# My quilts



## mandidawn (Aug 11, 2006)

Hello!!
My sister is expecting her first baby, so I made these two quilts for her:





















the sheep one will have a green backing, while the bunnies will have a pink backing. Just wanted to share!

Mandi


----------



## Liese (Dec 12, 2005)

mandidawn said:


> Hello!!
> My sister is expecting her first baby, so I made these two quilts for her:
> 
> 
> ...


Naturally I love the sheep - that's appliqued right? Did you make up the sheep pattern yourself?


----------



## TC (Jun 22, 2005)

So pretty! I have that green fabric. I love the sheep applique too.


----------



## AngieM2 (May 10, 2002)

Those are so cute. 

You did really very well.
Thanks for sharing with us.

Angie


----------



## bopeep (Apr 2, 2007)

Those are really cute !!!!!
I love the applique toooo !!!!
You did a great job !!!!!
What a wonderful Aunt you are going to be!!!!!
bopeep


----------



## sancraft (Jun 7, 2002)

I love the log cabin with the heart in the center. Both of them are so cute.:goodjob:


----------



## Jan in CO (May 10, 2002)

Really adorable quilts! She'll cherish them, I'm sure! What did you use for the bunny tails? Jan in Co


----------



## mandidawn (Aug 11, 2006)

> Naturally I love the sheep - that's appliqued right? Did you make up the sheep pattern yourself?


yes, they are appliqued, my first true attempt at applique. I just bought a book at Jo-annes with the patterns in it. Not sure what it was called, but it had the sheep, bunny and a pony one. 



> What did you use for the bunny tails?


I hand stitched the tails, and just before I was done, I stuffed some batting in there to make it fluffy. I love the way it turned out and wish I would of thought of that with the sheep also.

thanks everyone!!


----------



## Liese (Dec 12, 2005)

If you want the sheep puffy why not do it as trapunto - you don't have the back on yet right? If not just make a little slit in the back and then stitch closed.

I think you did a beautiful job, especially for the first time.


----------



## peacebaker (Dec 30, 2005)

Nice job, they are so cute! Perfect for springtime


----------



## mandidawn (Aug 11, 2006)

> If you want the sheep puffy why not do it as trapunto - you don't have the back on yet right


I have the backs put on, just didn't when I took the picture. They are not finished *quilted* yet though.
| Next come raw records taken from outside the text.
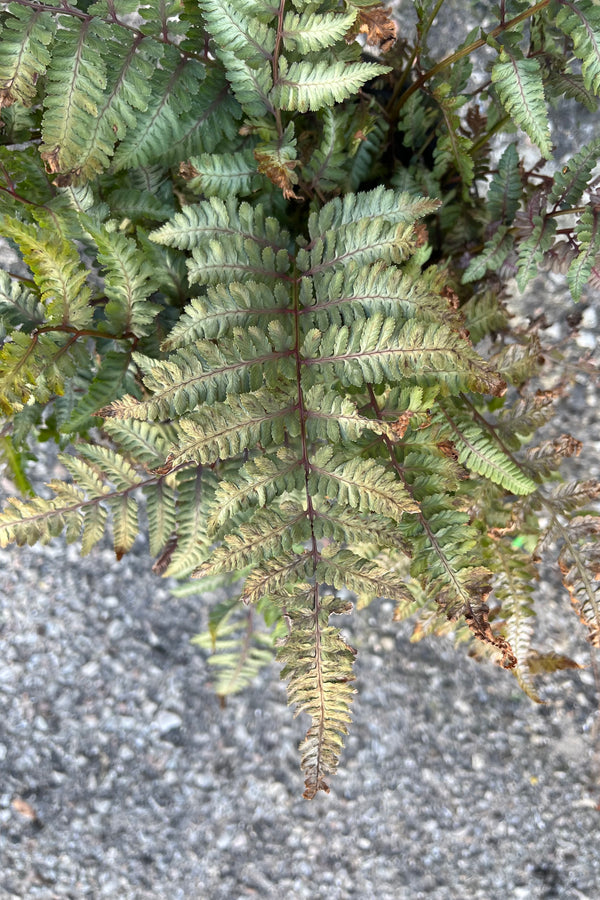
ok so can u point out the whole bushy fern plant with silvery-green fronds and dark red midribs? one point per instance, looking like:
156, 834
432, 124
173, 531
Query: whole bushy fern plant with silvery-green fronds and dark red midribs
261, 291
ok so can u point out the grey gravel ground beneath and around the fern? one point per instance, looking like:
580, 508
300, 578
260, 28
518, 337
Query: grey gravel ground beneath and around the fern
122, 777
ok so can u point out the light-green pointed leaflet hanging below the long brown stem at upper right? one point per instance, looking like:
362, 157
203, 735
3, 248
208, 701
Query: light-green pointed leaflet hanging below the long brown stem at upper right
520, 89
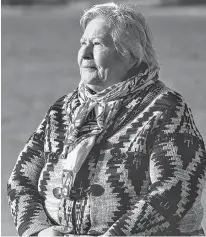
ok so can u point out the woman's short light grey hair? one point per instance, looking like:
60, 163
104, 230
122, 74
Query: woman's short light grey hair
130, 32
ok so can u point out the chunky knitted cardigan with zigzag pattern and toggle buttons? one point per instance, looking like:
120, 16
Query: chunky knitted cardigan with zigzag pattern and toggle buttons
144, 175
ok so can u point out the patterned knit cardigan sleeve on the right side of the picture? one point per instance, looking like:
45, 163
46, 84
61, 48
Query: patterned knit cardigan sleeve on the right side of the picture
177, 173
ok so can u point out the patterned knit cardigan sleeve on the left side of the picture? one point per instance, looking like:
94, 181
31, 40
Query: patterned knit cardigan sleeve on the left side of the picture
25, 202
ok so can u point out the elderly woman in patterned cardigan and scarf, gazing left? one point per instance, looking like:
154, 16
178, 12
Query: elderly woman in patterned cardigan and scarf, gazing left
121, 154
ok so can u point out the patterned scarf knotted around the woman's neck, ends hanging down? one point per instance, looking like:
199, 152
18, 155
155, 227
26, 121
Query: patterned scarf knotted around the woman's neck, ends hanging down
105, 104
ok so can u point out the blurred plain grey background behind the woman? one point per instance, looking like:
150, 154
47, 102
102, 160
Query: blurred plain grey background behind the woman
40, 41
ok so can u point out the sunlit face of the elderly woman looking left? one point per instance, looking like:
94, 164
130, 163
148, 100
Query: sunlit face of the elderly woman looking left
100, 66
what is "trapunto"? I've never heard that word before. Now I'm curious.


----------



## CJ (May 10, 2002)

Those are wonderful, some of the cutest baby quilts I've seen!


----------



## organicsoapgal (Mar 4, 2008)

I love love love the sheep quilt. It is too cute.


----------



## Peacock (Apr 12, 2006)

So cute! Good work!

I'm going to make some for two friends who are expecting -- I doubt if they'll be as cute as yours. I'm not quite ready for applique.


----------



## PETSNEGGS (Oct 7, 2005)

they are so darn cute...


----------



## Miz Mary (Feb 15, 2003)

Thoes Are Really Put Together Well !!! Love Them !!!!!


----------



## Liese (Dec 12, 2005)

trapunto is done with 2 layers of cloth - like your applique there and on the back side you cut a small slit in the back fabric, slide in some stuffing and then close up the slit by sewing by hand from one side of the slit to the other. Seems to me it was quite popular back in the '80's - lots of pillows done like that. I'm sure there must be info on the internet about it tho.


----------



## MTgirl (Dec 7, 2007)

cute, cute, cute!!!


----------



## MoCrafter (May 19, 2004)

These quilts are so cute. Your sister is going to love them. You did a marvelous job on them.
Winona


----------



## Ravenlost (Jul 20, 2004)

Those are adorable!


----------



## Maura (Jun 6, 2004)

Those are so fresh and pretty!


----------



## ELOCN (Jun 13, 2004)

very very cute!


----------